I'm not entirely sure how these Pedilanthus macrocarpus will like the darkest months of the year in this spot. As a test I left these plants in their original pots in this same spot for a few months this Spring - they seemed fine. January and February may be more challenging. If anything they were suffering a bit from over-watering. Luckily, this spot gets less rain soaked than just a few feet away because of the eaves. I'll post update shots showing what they look like this upcoming Winter.
Originally I wanted to use 3 or 4 different plant types in this little strip but was convinced by my partner in crime to keep it simple. Because of the now simpler, more modern house facade this planting needed to be different than any other spot around the property.
The ground-cover is Foxley Thyme which as it grows will smell nice if / when occasionally bruised by pedestrians. The rock is a 1" - 1.5" Mexican Beach Pebble.
|Front Door Sentry
I like how the Pedilanthus looks in this pot - over the last few months it's grown into a living sculpture. As an aside - my wife took the front doors off, sanded, and repainted them + added new hardware. Eventually we will replace the front step as well.
|Kalanchoe luciae after 3 months of indirect light
Ok - Enough of the closeups. Let's pull back and get a sense of how it all fits together.
|The front of our house
Here's how the new planting ties into the existing planting. To borrow a term from someone else - it's "cram-scraping".
|Car pulling in next to the new planting.
Imagine 4 teenagers piling out of the side of our family battle wagon above...
An old picture from Google Street View...
|No plants in 2015!
And dredged up from an old Facebook post here's the earliest shot we have of the front of the house.
That's a cypress in front of the house as well! At some point in the distant past it was beheaded - I assume so as not to block views out the front window.

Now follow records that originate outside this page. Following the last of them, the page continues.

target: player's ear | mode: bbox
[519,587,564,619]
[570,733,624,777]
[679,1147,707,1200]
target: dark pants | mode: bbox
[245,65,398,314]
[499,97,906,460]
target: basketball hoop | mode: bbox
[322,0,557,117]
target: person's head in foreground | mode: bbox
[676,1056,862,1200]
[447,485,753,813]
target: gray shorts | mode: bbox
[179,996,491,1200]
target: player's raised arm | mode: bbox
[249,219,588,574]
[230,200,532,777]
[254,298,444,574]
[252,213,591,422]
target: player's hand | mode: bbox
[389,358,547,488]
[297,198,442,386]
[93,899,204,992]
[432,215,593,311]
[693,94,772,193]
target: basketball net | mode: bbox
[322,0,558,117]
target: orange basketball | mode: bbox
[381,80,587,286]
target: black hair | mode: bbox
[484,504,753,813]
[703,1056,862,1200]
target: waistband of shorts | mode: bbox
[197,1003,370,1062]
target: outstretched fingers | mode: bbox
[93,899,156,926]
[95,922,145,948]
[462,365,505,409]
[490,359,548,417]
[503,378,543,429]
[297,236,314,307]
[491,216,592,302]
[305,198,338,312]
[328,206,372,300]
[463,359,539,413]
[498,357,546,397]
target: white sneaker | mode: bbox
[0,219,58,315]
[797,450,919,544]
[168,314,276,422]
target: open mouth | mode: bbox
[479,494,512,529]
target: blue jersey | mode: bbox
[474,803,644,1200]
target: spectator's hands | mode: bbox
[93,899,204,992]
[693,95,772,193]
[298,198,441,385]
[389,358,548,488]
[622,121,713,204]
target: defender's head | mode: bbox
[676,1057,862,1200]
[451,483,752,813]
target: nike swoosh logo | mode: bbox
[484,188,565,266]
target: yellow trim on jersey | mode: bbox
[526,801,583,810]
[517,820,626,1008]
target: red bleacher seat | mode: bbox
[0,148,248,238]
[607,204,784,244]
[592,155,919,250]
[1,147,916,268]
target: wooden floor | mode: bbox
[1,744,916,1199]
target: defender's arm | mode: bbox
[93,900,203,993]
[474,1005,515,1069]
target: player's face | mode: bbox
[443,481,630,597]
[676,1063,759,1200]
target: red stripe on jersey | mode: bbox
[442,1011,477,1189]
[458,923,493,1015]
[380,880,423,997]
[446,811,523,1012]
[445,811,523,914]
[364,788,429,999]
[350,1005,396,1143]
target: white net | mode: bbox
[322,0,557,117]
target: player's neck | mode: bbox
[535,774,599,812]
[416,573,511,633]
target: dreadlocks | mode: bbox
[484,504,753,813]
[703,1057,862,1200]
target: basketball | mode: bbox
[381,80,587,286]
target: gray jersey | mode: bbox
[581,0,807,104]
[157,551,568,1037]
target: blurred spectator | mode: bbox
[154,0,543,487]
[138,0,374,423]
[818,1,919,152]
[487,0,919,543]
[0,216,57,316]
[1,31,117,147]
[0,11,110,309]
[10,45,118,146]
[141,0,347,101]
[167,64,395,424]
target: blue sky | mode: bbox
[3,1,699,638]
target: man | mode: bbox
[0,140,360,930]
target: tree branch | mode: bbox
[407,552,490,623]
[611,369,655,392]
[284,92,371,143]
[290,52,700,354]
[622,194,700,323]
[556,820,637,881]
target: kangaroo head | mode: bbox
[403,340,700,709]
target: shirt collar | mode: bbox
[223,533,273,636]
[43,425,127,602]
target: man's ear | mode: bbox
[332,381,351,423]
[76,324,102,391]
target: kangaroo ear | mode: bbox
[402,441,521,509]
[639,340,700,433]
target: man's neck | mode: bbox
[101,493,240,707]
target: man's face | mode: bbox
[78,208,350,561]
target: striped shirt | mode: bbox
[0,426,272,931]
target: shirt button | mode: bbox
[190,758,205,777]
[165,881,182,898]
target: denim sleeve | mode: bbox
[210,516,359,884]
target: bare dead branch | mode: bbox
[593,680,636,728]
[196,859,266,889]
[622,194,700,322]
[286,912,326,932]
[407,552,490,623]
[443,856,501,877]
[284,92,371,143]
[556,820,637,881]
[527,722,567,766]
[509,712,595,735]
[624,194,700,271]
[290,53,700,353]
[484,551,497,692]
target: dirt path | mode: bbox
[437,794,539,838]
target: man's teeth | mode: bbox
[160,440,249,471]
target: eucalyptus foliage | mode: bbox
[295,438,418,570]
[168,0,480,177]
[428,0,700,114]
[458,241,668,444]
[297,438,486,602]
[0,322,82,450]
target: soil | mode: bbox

That's it for today. Happy Gardening!
Update - Late December 2020
During the Winter this side of the house gets absolutely zero direct sun. So far the Pedilanthus seem to be doing well although we've only had a few wet days. I'm still half expecting that all of these plants will turn to mush from to much shade and too much moisture but it's possible the eaves will keep them just dry enough to survive.